Clarity: The paper is well written and easy to comprehend.
Relation to Prior Work: The relationship to prior work is well explicated.
Additional Feedback: Thank you to the authors for the clarifications and promised updates. I've adjusted my score from 6 to 7 since most of my concerns are now addressed.
Summary and Contributions: This paper proposed a TTS model that converts input text to latent representation, which is then converted to mel spectrogram by a decoder. During the alignment, dynamic programming is used to compute the most probable alignment given the current model, then the alignment is used to update the model parameters. Besides, the invertible mel decoder enables the inference of latent representation from ground truth mel. This iterative method is very interesting. The trained model performs well on very long sentences.
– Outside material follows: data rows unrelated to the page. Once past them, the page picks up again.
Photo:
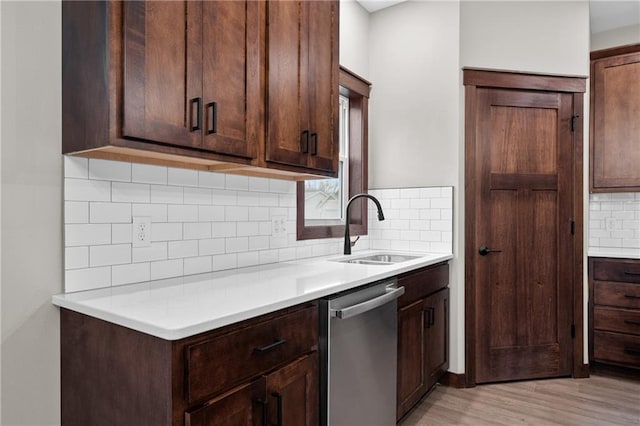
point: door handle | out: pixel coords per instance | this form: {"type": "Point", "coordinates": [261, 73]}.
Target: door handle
{"type": "Point", "coordinates": [484, 250]}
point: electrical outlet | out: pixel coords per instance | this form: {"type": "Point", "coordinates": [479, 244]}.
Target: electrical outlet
{"type": "Point", "coordinates": [141, 231]}
{"type": "Point", "coordinates": [279, 226]}
{"type": "Point", "coordinates": [610, 223]}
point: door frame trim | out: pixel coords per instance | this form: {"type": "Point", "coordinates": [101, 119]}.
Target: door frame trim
{"type": "Point", "coordinates": [474, 78]}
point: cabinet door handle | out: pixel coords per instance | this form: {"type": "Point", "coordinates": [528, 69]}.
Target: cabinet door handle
{"type": "Point", "coordinates": [278, 398]}
{"type": "Point", "coordinates": [198, 120]}
{"type": "Point", "coordinates": [213, 106]}
{"type": "Point", "coordinates": [265, 411]}
{"type": "Point", "coordinates": [314, 145]}
{"type": "Point", "coordinates": [305, 141]}
{"type": "Point", "coordinates": [271, 346]}
{"type": "Point", "coordinates": [632, 351]}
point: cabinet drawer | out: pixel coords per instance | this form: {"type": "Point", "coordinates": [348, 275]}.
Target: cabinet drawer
{"type": "Point", "coordinates": [423, 282]}
{"type": "Point", "coordinates": [622, 295]}
{"type": "Point", "coordinates": [228, 360]}
{"type": "Point", "coordinates": [617, 348]}
{"type": "Point", "coordinates": [620, 320]}
{"type": "Point", "coordinates": [620, 270]}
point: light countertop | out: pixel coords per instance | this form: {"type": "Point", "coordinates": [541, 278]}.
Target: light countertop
{"type": "Point", "coordinates": [181, 307]}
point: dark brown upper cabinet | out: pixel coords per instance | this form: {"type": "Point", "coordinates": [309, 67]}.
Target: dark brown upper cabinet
{"type": "Point", "coordinates": [615, 120]}
{"type": "Point", "coordinates": [203, 84]}
{"type": "Point", "coordinates": [303, 83]}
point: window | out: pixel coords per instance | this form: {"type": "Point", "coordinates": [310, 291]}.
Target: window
{"type": "Point", "coordinates": [321, 203]}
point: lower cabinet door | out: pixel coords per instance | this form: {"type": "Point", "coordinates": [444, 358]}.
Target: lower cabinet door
{"type": "Point", "coordinates": [437, 343]}
{"type": "Point", "coordinates": [292, 392]}
{"type": "Point", "coordinates": [411, 372]}
{"type": "Point", "coordinates": [244, 405]}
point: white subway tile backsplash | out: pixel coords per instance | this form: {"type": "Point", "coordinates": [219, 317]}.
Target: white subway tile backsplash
{"type": "Point", "coordinates": [182, 177]}
{"type": "Point", "coordinates": [129, 192]}
{"type": "Point", "coordinates": [109, 212]}
{"type": "Point", "coordinates": [157, 212]}
{"type": "Point", "coordinates": [207, 221]}
{"type": "Point", "coordinates": [76, 167]}
{"type": "Point", "coordinates": [166, 231]}
{"type": "Point", "coordinates": [86, 190]}
{"type": "Point", "coordinates": [76, 257]}
{"type": "Point", "coordinates": [86, 235]}
{"type": "Point", "coordinates": [145, 173]}
{"type": "Point", "coordinates": [197, 265]}
{"type": "Point", "coordinates": [197, 231]}
{"type": "Point", "coordinates": [224, 261]}
{"type": "Point", "coordinates": [76, 212]}
{"type": "Point", "coordinates": [121, 233]}
{"type": "Point", "coordinates": [211, 246]}
{"type": "Point", "coordinates": [180, 249]}
{"type": "Point", "coordinates": [87, 279]}
{"type": "Point", "coordinates": [237, 182]}
{"type": "Point", "coordinates": [167, 269]}
{"type": "Point", "coordinates": [109, 170]}
{"type": "Point", "coordinates": [197, 196]}
{"type": "Point", "coordinates": [211, 180]}
{"type": "Point", "coordinates": [182, 213]}
{"type": "Point", "coordinates": [114, 254]}
{"type": "Point", "coordinates": [131, 273]}
{"type": "Point", "coordinates": [156, 251]}
{"type": "Point", "coordinates": [167, 194]}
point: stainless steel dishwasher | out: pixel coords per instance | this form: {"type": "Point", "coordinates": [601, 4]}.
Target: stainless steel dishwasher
{"type": "Point", "coordinates": [358, 348]}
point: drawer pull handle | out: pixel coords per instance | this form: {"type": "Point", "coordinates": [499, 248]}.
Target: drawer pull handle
{"type": "Point", "coordinates": [271, 346]}
{"type": "Point", "coordinates": [631, 351]}
{"type": "Point", "coordinates": [278, 398]}
{"type": "Point", "coordinates": [265, 412]}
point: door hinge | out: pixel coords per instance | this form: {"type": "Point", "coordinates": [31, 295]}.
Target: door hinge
{"type": "Point", "coordinates": [574, 118]}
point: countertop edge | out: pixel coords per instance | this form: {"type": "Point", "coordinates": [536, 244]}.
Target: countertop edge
{"type": "Point", "coordinates": [384, 272]}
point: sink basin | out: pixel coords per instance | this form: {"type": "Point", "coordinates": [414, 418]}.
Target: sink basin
{"type": "Point", "coordinates": [380, 259]}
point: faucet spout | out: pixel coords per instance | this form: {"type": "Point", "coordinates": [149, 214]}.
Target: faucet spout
{"type": "Point", "coordinates": [347, 239]}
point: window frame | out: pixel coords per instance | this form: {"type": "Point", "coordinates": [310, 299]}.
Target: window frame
{"type": "Point", "coordinates": [357, 90]}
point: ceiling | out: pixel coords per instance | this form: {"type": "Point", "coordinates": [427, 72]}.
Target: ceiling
{"type": "Point", "coordinates": [604, 14]}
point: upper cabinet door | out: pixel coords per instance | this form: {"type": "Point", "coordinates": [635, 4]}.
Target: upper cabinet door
{"type": "Point", "coordinates": [615, 123]}
{"type": "Point", "coordinates": [162, 83]}
{"type": "Point", "coordinates": [302, 93]}
{"type": "Point", "coordinates": [232, 77]}
{"type": "Point", "coordinates": [322, 83]}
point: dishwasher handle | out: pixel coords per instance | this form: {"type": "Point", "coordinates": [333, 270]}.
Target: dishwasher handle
{"type": "Point", "coordinates": [391, 293]}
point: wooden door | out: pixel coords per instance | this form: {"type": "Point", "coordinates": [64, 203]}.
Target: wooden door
{"type": "Point", "coordinates": [412, 323]}
{"type": "Point", "coordinates": [522, 234]}
{"type": "Point", "coordinates": [162, 83]}
{"type": "Point", "coordinates": [436, 347]}
{"type": "Point", "coordinates": [232, 77]}
{"type": "Point", "coordinates": [293, 393]}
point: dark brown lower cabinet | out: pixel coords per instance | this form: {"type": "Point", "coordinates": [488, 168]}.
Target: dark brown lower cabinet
{"type": "Point", "coordinates": [423, 334]}
{"type": "Point", "coordinates": [256, 372]}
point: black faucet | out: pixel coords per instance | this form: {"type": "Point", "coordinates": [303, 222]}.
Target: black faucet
{"type": "Point", "coordinates": [347, 240]}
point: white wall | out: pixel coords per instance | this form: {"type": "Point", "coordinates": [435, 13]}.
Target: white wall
{"type": "Point", "coordinates": [354, 37]}
{"type": "Point", "coordinates": [617, 37]}
{"type": "Point", "coordinates": [31, 212]}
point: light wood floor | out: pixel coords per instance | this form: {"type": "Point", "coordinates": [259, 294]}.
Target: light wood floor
{"type": "Point", "coordinates": [598, 400]}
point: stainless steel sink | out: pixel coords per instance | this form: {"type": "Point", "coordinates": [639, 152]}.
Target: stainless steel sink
{"type": "Point", "coordinates": [380, 259]}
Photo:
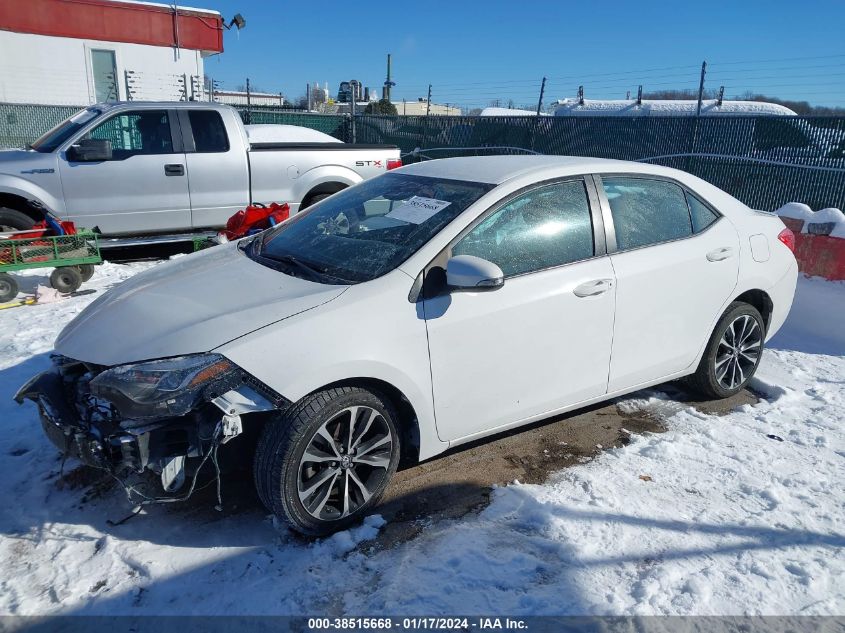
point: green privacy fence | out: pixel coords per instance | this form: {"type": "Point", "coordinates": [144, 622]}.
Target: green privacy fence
{"type": "Point", "coordinates": [765, 161]}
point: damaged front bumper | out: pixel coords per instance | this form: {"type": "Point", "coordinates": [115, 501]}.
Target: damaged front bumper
{"type": "Point", "coordinates": [93, 430]}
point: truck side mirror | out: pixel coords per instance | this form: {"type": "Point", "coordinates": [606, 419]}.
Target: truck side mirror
{"type": "Point", "coordinates": [89, 150]}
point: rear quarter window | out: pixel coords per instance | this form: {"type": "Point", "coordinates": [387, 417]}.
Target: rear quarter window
{"type": "Point", "coordinates": [209, 131]}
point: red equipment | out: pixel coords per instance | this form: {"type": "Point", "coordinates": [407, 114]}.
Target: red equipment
{"type": "Point", "coordinates": [255, 218]}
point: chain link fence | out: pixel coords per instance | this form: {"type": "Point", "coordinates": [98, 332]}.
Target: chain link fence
{"type": "Point", "coordinates": [765, 161]}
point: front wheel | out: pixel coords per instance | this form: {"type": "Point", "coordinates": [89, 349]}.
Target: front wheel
{"type": "Point", "coordinates": [66, 279]}
{"type": "Point", "coordinates": [324, 464]}
{"type": "Point", "coordinates": [8, 287]}
{"type": "Point", "coordinates": [732, 354]}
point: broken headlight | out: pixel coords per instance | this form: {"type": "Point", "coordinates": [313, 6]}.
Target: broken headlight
{"type": "Point", "coordinates": [165, 388]}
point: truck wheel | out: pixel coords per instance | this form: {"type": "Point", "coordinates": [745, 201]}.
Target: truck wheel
{"type": "Point", "coordinates": [326, 462]}
{"type": "Point", "coordinates": [13, 220]}
{"type": "Point", "coordinates": [314, 200]}
{"type": "Point", "coordinates": [8, 287]}
{"type": "Point", "coordinates": [86, 271]}
{"type": "Point", "coordinates": [66, 279]}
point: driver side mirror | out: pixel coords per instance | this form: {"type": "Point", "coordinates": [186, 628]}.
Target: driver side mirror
{"type": "Point", "coordinates": [89, 150]}
{"type": "Point", "coordinates": [471, 272]}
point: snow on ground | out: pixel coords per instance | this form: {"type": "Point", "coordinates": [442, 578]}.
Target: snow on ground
{"type": "Point", "coordinates": [740, 514]}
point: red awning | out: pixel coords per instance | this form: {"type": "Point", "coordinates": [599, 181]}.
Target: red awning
{"type": "Point", "coordinates": [112, 21]}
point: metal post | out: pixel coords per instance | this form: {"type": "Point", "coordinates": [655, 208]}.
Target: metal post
{"type": "Point", "coordinates": [540, 102]}
{"type": "Point", "coordinates": [539, 109]}
{"type": "Point", "coordinates": [352, 105]}
{"type": "Point", "coordinates": [248, 103]}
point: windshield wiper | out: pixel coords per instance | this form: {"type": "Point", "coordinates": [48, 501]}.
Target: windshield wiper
{"type": "Point", "coordinates": [290, 260]}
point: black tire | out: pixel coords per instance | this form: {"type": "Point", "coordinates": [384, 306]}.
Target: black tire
{"type": "Point", "coordinates": [14, 220]}
{"type": "Point", "coordinates": [8, 287]}
{"type": "Point", "coordinates": [86, 271]}
{"type": "Point", "coordinates": [66, 279]}
{"type": "Point", "coordinates": [721, 353]}
{"type": "Point", "coordinates": [312, 200]}
{"type": "Point", "coordinates": [279, 459]}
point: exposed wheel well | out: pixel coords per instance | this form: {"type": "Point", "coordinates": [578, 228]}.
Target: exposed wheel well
{"type": "Point", "coordinates": [324, 188]}
{"type": "Point", "coordinates": [760, 300]}
{"type": "Point", "coordinates": [19, 203]}
{"type": "Point", "coordinates": [407, 423]}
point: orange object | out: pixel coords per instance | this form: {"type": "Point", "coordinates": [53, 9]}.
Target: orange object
{"type": "Point", "coordinates": [255, 218]}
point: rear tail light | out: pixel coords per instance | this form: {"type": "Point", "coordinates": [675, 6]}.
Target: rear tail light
{"type": "Point", "coordinates": [787, 237]}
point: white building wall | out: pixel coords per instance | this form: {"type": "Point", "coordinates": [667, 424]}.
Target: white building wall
{"type": "Point", "coordinates": [57, 70]}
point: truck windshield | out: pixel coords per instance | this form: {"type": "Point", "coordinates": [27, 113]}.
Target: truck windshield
{"type": "Point", "coordinates": [365, 231]}
{"type": "Point", "coordinates": [49, 141]}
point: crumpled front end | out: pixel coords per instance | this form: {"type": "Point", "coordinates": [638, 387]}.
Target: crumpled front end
{"type": "Point", "coordinates": [147, 417]}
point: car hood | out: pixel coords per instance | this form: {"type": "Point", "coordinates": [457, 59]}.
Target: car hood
{"type": "Point", "coordinates": [12, 161]}
{"type": "Point", "coordinates": [189, 305]}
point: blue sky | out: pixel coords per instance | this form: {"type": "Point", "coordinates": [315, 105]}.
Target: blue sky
{"type": "Point", "coordinates": [474, 52]}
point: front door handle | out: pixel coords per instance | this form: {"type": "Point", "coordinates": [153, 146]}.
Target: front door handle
{"type": "Point", "coordinates": [720, 254]}
{"type": "Point", "coordinates": [593, 288]}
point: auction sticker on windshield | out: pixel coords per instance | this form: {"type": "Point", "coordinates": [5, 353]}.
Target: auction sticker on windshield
{"type": "Point", "coordinates": [417, 210]}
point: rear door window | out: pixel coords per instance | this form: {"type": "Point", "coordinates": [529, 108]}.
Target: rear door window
{"type": "Point", "coordinates": [646, 211]}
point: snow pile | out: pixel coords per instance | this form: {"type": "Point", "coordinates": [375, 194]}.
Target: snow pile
{"type": "Point", "coordinates": [740, 514]}
{"type": "Point", "coordinates": [666, 107]}
{"type": "Point", "coordinates": [491, 111]}
{"type": "Point", "coordinates": [800, 211]}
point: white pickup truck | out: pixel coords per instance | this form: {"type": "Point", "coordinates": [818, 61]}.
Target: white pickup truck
{"type": "Point", "coordinates": [163, 168]}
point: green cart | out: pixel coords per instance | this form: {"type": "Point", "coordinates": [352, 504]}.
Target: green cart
{"type": "Point", "coordinates": [72, 256]}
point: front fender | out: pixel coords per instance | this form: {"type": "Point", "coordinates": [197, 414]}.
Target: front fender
{"type": "Point", "coordinates": [48, 193]}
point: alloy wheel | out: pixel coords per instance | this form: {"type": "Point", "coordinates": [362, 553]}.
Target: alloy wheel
{"type": "Point", "coordinates": [738, 352]}
{"type": "Point", "coordinates": [345, 463]}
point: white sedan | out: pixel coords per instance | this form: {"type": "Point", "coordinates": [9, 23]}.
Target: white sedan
{"type": "Point", "coordinates": [439, 303]}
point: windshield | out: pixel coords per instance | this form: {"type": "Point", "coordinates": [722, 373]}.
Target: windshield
{"type": "Point", "coordinates": [49, 141]}
{"type": "Point", "coordinates": [367, 230]}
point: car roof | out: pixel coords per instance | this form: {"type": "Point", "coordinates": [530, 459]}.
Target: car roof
{"type": "Point", "coordinates": [111, 105]}
{"type": "Point", "coordinates": [496, 170]}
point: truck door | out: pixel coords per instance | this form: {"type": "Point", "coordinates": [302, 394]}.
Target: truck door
{"type": "Point", "coordinates": [218, 175]}
{"type": "Point", "coordinates": [142, 189]}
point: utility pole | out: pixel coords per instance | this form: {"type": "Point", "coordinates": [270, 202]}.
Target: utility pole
{"type": "Point", "coordinates": [540, 102]}
{"type": "Point", "coordinates": [248, 103]}
{"type": "Point", "coordinates": [388, 84]}
{"type": "Point", "coordinates": [701, 88]}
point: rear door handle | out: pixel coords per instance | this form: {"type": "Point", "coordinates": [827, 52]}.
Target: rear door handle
{"type": "Point", "coordinates": [720, 253]}
{"type": "Point", "coordinates": [593, 288]}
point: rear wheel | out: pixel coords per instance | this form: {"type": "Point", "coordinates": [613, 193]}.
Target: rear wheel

Strengths: 1. The paper incorporates the monotonic property of text-to-speech in the model, which eliminates looping issues in many existing TTS models. 2. The model uses an iterative approach for training, which is novel in neural TTS. 3. The generated speech sounds good, and speech rate control is quite effective.
Weaknesses: The proposed model did not study emotion control. It would be good to study how emotion tokens (angry, excited) can be learned with some model extension.
Correctness: The problem formulation, model design, and evaluation look good to me.
Relation to Prior Work: The previous contributions were well covered. The training procedure of the proposed model is simpler compared to other parallel TTS models.
Additional Feedback: When the flow-based decoder is introduced in the paper, it would be good to mention that latent code and mel have the same length. It will make the paper easier to read for people who are unfamiliar with flow-based models.